As a debut, Whitney Houston's 1985 album isn't as good as I expected. My biggest issue is it felt dated by about four to five years. 80's material, but more so in line with that of what we were hearing when 70's artists were making the transition into the new decade.

The clue in to what the problem was when I heard not one, but two tracks which featured Jermaine Jackson singing duets with Houston. This caused me to dig into the album credits, and that's where I found what was wrong, and how this all happened. That was, the album was produced by Jermaine Jackson.

Huh? Produced by Jermaine Jackson, how is that a problem?

Well, let me summarize. To me, Jermaine Jackson's solo albums have always had the same problem. They always felt three to five years behind the times. Smooth R&B in an era when pop rock was big, big, big. His brother Michael figured this out when he made the transition to the 70's sounds of Off the Wall to his pop opus, Thriller. Yet somehow, Jermaine never seemed to catch on to the evolution of music throughout the decade, staying lost in the past.

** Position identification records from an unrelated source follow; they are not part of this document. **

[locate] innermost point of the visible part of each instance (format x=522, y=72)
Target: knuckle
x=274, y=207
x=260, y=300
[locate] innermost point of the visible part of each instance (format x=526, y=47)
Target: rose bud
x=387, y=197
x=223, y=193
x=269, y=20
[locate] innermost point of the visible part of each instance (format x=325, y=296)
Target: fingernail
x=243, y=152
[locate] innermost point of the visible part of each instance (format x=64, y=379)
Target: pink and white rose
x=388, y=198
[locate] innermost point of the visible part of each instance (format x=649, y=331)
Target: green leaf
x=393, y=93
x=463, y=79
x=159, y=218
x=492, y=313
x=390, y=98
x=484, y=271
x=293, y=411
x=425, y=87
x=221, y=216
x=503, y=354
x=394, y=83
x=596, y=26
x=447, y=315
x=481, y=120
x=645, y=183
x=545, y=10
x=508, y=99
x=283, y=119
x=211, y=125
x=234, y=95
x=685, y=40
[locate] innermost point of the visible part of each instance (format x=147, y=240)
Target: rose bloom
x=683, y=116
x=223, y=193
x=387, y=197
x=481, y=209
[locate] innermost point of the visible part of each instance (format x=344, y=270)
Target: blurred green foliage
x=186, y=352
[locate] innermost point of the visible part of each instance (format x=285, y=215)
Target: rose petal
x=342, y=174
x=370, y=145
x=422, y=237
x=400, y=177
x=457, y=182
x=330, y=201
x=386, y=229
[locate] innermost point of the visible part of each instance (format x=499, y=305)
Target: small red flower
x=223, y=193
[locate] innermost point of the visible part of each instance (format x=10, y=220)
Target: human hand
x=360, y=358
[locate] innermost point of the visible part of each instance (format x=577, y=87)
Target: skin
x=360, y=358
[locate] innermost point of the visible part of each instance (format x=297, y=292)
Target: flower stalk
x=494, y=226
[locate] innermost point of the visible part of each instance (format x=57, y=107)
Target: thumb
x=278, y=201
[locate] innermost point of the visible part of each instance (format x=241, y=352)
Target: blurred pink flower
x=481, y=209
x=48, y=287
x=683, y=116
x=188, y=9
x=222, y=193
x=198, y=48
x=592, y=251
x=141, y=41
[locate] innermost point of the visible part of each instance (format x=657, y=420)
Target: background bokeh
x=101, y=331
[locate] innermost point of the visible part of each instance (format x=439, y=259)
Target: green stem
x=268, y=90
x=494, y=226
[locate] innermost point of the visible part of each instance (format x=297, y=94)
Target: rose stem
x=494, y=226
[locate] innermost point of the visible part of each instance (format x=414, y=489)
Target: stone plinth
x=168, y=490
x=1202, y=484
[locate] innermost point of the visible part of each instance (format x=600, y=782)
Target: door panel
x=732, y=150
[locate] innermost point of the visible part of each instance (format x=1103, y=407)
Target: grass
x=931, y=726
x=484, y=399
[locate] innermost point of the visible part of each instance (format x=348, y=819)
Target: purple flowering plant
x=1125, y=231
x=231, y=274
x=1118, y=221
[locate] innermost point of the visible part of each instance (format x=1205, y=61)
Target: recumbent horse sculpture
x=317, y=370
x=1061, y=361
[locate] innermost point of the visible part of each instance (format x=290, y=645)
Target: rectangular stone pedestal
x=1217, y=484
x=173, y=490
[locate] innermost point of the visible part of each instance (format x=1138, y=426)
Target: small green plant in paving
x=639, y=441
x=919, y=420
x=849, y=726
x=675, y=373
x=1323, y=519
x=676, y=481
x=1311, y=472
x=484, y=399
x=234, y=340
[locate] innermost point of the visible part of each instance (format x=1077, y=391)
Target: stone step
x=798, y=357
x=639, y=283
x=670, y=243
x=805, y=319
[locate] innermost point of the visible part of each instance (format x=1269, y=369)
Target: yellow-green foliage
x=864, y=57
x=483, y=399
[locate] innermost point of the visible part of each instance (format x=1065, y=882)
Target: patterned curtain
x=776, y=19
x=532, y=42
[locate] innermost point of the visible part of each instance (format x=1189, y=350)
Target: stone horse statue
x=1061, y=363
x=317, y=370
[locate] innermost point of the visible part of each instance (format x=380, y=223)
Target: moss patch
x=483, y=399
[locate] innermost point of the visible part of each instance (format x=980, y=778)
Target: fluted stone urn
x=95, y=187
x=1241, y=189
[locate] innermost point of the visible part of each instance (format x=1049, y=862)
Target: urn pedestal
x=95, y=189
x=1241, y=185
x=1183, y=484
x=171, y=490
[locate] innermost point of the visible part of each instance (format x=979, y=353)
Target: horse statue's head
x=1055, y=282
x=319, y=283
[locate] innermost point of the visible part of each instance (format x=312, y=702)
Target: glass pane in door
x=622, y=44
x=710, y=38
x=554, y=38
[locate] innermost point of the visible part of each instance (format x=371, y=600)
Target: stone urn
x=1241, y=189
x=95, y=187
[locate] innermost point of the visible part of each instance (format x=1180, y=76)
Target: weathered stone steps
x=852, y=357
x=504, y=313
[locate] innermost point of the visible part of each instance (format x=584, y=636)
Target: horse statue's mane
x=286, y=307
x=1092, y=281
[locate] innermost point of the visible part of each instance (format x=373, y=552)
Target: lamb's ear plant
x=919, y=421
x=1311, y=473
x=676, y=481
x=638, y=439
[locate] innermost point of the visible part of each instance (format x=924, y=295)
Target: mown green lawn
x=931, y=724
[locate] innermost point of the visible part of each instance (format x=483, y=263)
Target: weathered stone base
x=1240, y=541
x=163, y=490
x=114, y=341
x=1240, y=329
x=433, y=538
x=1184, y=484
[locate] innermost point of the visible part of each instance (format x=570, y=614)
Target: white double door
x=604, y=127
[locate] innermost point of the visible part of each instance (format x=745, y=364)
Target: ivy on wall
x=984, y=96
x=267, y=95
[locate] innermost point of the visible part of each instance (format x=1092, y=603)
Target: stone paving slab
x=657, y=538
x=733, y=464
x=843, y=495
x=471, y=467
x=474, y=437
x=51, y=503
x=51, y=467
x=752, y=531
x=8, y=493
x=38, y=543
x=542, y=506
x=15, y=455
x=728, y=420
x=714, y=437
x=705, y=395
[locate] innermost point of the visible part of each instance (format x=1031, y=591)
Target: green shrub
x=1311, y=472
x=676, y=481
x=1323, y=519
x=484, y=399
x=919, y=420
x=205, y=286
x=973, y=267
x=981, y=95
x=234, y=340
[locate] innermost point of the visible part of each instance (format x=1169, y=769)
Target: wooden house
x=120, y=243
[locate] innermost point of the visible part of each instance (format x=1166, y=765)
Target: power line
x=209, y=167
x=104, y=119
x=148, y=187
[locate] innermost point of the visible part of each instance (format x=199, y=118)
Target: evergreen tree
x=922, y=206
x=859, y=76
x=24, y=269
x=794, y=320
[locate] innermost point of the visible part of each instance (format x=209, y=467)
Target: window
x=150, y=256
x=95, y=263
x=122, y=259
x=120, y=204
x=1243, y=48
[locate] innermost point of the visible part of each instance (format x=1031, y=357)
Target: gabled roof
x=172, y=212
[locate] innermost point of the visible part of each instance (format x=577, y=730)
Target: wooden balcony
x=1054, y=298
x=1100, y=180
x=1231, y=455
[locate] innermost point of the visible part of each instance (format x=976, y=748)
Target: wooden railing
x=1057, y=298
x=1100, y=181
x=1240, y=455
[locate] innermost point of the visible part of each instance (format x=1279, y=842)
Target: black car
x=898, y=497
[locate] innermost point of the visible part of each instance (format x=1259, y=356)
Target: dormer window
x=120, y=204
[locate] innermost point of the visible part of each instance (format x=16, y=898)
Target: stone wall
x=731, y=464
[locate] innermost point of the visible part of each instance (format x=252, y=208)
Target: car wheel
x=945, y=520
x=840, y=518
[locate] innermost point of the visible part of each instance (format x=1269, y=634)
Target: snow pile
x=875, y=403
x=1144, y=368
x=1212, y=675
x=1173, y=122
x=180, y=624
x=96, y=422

This transitions big time into Houston's debut album, and only becomes more noticeable in the finale track, Hold Me, featuring Teddy Pendergrass. With its ballad style and orchestrated background, you can't help but feel you've stepped out of 1985.

Mind you, it's not that it's a bad album. It just catches you off guard. At least it did for me. Still, there are good tracks, classic Houston ones at that, to be found here; You Give Good Love, Saving All My Love For You, How Will I Know and Greatest Love Of All. Out of those four, How Will I Know is definitely the best.

If anything, Whitney Houston, the album, sets the stage which would become the singer's powerhouse follow up, Whitney (1987) - Apparently she wasn't very creative with her album titles - and future things to come.